Jan 14th: Michel Gondry tackles the superhero movie with Seth Rogen in The Green Hornet (100%), and while I admit I like both of those names despite their missteps, the real reason to give this a shot is Inglourious Basterds ' Oscar winner Christoph Walz as, naturally, the villain. Also a comic book movie coming out when I'm teaching a comic book course is too perfect to pass up for the kids. There is no *cringe* dilemma behind whether or not to see The Dilemma (4%), where Vince Vaughan and Kevin James trade homophobic jokes while trying to uncover adulterous secrets in the name of BFF-dom. Ron Howard is the devil and I shall stay away from him. I guess we could give him props from switching from directing bloated generic dramas to bloated generic comedies, though? No. And he doesn't even have good actors to work with here like he did with Frost/Nixon. Postponed to January from an original December release, Casino Jack (59%) is Kevin Spacey acting smug and righteous, aka par for the course, as a lobbyist whose smugness and righteousness lead to corruption and even...murder! And Blue Valentine (H0T!%) is a nonlinear love story between Ryan Gosling and Michelle Williams, otherwise known as my husband and second wife, respectively. It was originally NC-17 because of the, you know...*obscene sound effect*!


Jan 21st: Also postponed from last month is The Company Men (46%), featuring a buncha upper-middle class white dudes dealing with downsizing. I would write it off if it weren't for Chris Cooper, whose uber-minor role in The Town was one of its only highlights. Natalie Portman looks less stickly in No Strings Attached (7%), which piques my interest, but she stars alongside Ashton Kutcher in the titular question of whether "friends with benefits" exists, which unpiques my interest. Add a dash of pastel cinematography and acoustic soundtrack music reminiscent of Sister Hazel and voila, you have yourself a cinematic bummer! The Illusionist (88%) will likely be the surprise Best Animated Feature nominee this year and thus has no relation to the Edward Norton magician film. This one looks more charming, probably because it's French, and less Norton-smirk-tastic, also probably because it's French. Nenette (10%) is also French, but this time a documentary about an orangutan, naturally, and not about an emo magician, so it loses a lotta points. Peter Weir (The Truman Show) directs a prison escape movie with The Way Back (79%), focusing on Colin Ferrell attempting a 4000-mile trek from a gulag, which could be pale like his recent efforts and the general lack of buzz, but could be an overlooked deft journey piece, because it's Peter Effing Weir. Lastly, Another Year (97%) is Mike Leigh's newest after one of (if not) his best, Happy-Go-Lucky, from 2008. This time the British neo-realist tackles marriage in its autumn years, something that's typically a subplot in his films, but given the forefront for the first time here. Required viewing, but nothing pants-droppingly exciting probably like H-G-L was.
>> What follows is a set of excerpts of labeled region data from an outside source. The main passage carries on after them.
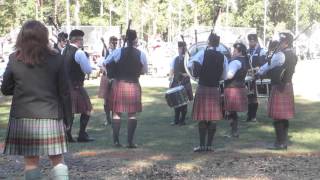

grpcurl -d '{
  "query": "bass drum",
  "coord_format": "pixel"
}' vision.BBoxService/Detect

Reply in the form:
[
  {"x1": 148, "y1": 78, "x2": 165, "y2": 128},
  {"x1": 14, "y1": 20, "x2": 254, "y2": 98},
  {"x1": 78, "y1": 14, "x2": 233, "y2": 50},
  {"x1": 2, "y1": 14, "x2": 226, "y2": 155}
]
[{"x1": 184, "y1": 41, "x2": 231, "y2": 81}]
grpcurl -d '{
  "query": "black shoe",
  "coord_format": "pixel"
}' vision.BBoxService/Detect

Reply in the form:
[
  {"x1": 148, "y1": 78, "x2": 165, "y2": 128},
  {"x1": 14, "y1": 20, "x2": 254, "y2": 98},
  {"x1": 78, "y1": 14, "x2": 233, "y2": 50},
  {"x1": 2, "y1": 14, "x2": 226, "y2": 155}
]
[
  {"x1": 246, "y1": 118, "x2": 257, "y2": 122},
  {"x1": 193, "y1": 146, "x2": 206, "y2": 152},
  {"x1": 206, "y1": 146, "x2": 214, "y2": 152},
  {"x1": 170, "y1": 122, "x2": 178, "y2": 126},
  {"x1": 113, "y1": 142, "x2": 122, "y2": 148},
  {"x1": 179, "y1": 122, "x2": 186, "y2": 126},
  {"x1": 268, "y1": 144, "x2": 288, "y2": 150},
  {"x1": 126, "y1": 144, "x2": 137, "y2": 149},
  {"x1": 78, "y1": 132, "x2": 94, "y2": 142}
]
Jan 28th: The obligatory Jason Statham squinty-eye action flick comes in the form of The Mechanic (6%) this year and as near as I can tell, the only difference between it and its predecessors is that we're going to be reminded many times that "mechanic" is another term for "hitman", as if we couldn't figure that out by it being a Statham movie. Sir Anthony Hopkins channels both Max Von Sydow in The Exorcist and his most famous role, Hannibal Lecter, as a possessed priest in The Rite (94%), which is likely a total crapshoot between genuinely creepy/effective or hamfistedly cheesy/hilarious. Based on Hopkins' track record, I'm betting on the latter, but hoping for the former. Similarly, I've never really jumped on the Paul Giamatti bandwagon, but Barney's Version (63%), but he's nominated for a Globe and has a shot at the Oscar nod too for his (I'm guessing) neurotic portrayal of a gruff TV producer facing the throes of old age and I've always seen glimpses of awesome, so I'm willing to see if he can win me over again. And to top it all off, Bhutto (70%) is also a biopic, but about someone just a tad more important than someone a curmudgeonly Giamatti could pull off. Nothing big, just the Middle East's arguably first real hope for peace in the form of a female politician whose assassination brought the notion to a crumbling standstill.